If we choose our block size is 32 bytes, so we can store quite a lot of data at once, we are limited to the 128 blocks as we can see in the table above:

4096 bytes / 32 bytes per block = 128 blocks

This would mean that out data-logger would be able to store last 128 entries. If we decide we need to support at least 256 different entries (blocks) of data, we have to fit the all the entry data into the 16 bytes:

4096 bytes / 256 blocks = 16 bytes per block

Sixteen bytes per block, not great, not terrible. It all depends on the data logged. If all the required information fit there, great. If not, terrible. We could also choose some arbitrary number like 21 bytes per block:

4096 bytes / 21 bytes per block = 195.047619048 bytes per block

Of course, we are not going to deal with fractions of byte here. The above rather means that we have 195 full blocks available and some bytes remain unclaimed somewhere, usually at the beginning or at the end of memory space.
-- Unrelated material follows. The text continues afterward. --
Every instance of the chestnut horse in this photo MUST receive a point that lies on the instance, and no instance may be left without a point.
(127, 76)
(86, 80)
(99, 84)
In this particular scenario, it is actually just a single unused byte:

4096 bytes MODULO 21 bytes per block = 1 unclaimed byte

Or in other words:

195 blocks * 21 bytes per block = 4095 claimed bytes

This single byte can be used for some other purpose, like a some configuration flag. Just make sure it is changing less often than the actual blocks of data are logged, otherwise you wear that byte out sooner!

This is a 64th post of #100daystooffload.